With that comes the possibility that the franchise could better position itself by moving Abreu in a trade, be it this offseason or next season or the offseason after that or the season after that. Hahn pulled the trigger on deals involving Chris Sale and Jose Quintana, younger guys who could have conceivably been a part of the team’s long-term future. But by moving them, he acquired minor league talent that could keep that championship window open longer.

And so while Hahn didn’t commit to any one direction involving Abreu — and Avisail Garcia, the younger hitter who’s also having a career year and is also under team control for the next two seasons — he laid out the exact situation, a tricky one but one that gives the White Sox options moving forward.

“Both Avi and Abreu are under control for the next two years, through 2019. I think even under the most optimistic projections of our ability to contend, certainly ’18 and ’19 don’t include the bulk of the time when we anticipate having a window open to us,” Hahn said. “So obviously with any player who isn’t controllable through the bulk of that window, we have to make an assessment.

“Is it in our best interest to extend that player, so they’re controllable through that period of time, or do we need to, as we did with other similar extremely talented and very valuable players in the game, explore the trade market and see if we’re more better served moving them in exchange for players who would be under control for that extended window of time we project to have for ourselves?

“They’re both special cases, and there are very strong arguments for them playing roles in 2020 and beyond. Abreu, obviously you can’t say enough about the season he had on the field, but his importance in the role he plays in our clubhouse. Avi is still very young in this game at age 26 and has had his breakout season, and you would have reason to believe that kind of performance is going to become the norm for him going forward. And those are considerations as we make that assessment. Are we better served trying to control these players through the bulk of what we project to be our window, or are we better served as an organization doing what we had to do with Chris, Adam (Eaton), Jose and others?”

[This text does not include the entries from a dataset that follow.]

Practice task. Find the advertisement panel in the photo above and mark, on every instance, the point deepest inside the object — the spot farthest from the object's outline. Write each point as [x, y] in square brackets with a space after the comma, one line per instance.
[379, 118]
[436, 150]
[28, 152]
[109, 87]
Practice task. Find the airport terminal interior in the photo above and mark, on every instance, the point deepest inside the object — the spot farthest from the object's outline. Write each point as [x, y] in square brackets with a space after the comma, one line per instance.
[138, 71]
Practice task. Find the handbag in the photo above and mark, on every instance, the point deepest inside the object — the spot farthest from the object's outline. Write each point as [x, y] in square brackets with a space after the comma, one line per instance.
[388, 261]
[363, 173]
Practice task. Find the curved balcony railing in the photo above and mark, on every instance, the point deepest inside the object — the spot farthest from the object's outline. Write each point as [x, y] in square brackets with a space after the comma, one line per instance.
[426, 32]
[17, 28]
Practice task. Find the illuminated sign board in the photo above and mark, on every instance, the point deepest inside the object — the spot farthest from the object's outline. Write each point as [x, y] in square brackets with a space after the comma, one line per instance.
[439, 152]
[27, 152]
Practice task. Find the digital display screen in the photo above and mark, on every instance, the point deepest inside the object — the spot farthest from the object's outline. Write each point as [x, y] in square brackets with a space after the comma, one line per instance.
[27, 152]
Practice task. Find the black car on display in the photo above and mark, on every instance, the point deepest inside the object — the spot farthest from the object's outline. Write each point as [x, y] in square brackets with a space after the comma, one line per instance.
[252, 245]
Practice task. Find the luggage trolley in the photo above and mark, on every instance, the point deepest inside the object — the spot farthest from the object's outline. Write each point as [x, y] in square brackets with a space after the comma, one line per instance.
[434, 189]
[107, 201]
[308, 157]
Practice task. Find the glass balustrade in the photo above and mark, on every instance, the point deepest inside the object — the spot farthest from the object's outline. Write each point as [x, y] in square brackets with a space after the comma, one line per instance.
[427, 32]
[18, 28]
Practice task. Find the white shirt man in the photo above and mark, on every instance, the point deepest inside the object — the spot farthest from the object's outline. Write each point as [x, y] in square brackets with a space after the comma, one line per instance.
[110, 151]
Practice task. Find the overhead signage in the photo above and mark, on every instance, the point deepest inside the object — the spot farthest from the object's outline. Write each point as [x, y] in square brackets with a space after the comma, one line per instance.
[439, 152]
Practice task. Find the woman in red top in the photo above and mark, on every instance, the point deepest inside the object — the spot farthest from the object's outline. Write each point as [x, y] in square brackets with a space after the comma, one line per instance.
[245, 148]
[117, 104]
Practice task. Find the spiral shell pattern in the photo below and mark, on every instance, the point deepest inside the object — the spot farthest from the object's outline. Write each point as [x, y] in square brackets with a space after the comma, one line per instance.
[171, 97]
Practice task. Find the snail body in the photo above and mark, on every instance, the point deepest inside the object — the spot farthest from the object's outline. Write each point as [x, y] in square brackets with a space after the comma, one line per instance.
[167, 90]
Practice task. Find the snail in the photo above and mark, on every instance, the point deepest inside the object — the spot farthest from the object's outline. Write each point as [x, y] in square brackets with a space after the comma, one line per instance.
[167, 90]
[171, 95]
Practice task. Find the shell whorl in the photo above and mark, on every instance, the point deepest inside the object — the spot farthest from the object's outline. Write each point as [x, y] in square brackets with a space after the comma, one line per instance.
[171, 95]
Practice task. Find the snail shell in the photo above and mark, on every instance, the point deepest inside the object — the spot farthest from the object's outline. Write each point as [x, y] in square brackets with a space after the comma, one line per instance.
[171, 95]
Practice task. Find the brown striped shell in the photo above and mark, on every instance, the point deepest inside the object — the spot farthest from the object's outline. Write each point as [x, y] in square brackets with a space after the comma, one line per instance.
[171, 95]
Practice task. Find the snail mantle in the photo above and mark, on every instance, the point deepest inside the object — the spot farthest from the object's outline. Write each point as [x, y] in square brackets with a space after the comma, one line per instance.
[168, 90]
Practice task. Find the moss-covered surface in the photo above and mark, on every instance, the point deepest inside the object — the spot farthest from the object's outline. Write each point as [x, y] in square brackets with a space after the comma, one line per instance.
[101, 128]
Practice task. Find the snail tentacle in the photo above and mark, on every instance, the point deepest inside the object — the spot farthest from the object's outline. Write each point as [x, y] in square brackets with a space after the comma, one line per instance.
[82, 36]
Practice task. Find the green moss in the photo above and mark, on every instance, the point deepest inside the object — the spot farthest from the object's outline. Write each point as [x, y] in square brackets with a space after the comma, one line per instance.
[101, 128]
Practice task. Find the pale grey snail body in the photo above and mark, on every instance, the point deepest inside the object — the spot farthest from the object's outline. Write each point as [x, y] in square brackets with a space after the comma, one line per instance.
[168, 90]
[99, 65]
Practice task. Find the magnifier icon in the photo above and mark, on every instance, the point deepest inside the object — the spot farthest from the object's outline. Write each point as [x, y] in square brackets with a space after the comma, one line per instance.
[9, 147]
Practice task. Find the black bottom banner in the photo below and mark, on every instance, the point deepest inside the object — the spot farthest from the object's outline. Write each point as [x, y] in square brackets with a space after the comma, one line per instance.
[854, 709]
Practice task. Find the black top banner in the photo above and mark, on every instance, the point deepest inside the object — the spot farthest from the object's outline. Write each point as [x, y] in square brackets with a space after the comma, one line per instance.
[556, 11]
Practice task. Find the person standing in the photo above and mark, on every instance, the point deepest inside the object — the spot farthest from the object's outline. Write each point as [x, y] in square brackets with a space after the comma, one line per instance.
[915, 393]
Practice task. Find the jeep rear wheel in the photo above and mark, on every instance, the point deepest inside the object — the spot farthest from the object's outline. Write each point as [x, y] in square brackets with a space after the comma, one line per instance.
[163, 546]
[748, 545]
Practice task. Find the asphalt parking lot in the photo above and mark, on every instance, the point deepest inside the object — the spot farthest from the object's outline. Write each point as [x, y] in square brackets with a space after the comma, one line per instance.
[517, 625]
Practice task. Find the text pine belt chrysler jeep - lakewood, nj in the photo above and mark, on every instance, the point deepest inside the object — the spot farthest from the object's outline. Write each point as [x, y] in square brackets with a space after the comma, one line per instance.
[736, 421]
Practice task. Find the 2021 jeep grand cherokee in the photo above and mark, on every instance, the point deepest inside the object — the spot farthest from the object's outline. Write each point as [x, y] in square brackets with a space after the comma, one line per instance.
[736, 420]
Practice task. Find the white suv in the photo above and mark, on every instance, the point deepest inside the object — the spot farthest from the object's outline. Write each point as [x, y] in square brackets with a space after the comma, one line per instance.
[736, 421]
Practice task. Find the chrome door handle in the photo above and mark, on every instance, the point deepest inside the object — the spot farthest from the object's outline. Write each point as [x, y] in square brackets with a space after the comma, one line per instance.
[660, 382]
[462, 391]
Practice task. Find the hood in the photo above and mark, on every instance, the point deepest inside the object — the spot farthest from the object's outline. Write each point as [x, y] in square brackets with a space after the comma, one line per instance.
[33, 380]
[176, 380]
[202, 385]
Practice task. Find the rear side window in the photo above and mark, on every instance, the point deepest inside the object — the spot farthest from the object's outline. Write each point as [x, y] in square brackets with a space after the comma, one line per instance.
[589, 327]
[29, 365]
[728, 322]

You might read it as Hahn refusing to make a public commitment. Or you could read it is a question that doesn’t have one solid answer.

“What I tried to do is lay out the question at hand and the issue at hand, and we have to as a front office make that decision,” Hahn said. “And frankly, on both players, those decisions don’t have to be made this offseason. They’re both controllable through 2019. We have the luxury if we want to play it out another year, play it out another half a year to see if the performance continues, see if the trade market changes. As was the case when we sat here with Quintana a year ago. Yes, he was potentially a trade candidate, but the market didn’t respond the way we had anticipated, so we had to wait. It’s not me just dancing around or being cute. There isn’t a firm answer right now. We don’t know what the options are. One of them conceivably is extending, and we have to wait and see what that cost entails.”

The rebuilding White Sox are blessed with time if nothing else, which means Hahn doesn’t have to make these decisions right away. But at the same time, building a contender for 2020 takes on a much different shape depending on whether Abreu and Garcia are parts of that team.

While it’s unknown how many of the organization’s highly ranked prospects will end up panning out as major league stars, one of the rebuild’s largest remaining questions is what Hahn will do with his team’s best known quantity.

There’s just no telling when an answer will come or what answer that will be.

We do know, though, what Abreu wants: For your No. 79 White Sox jersey to remain relevant forever.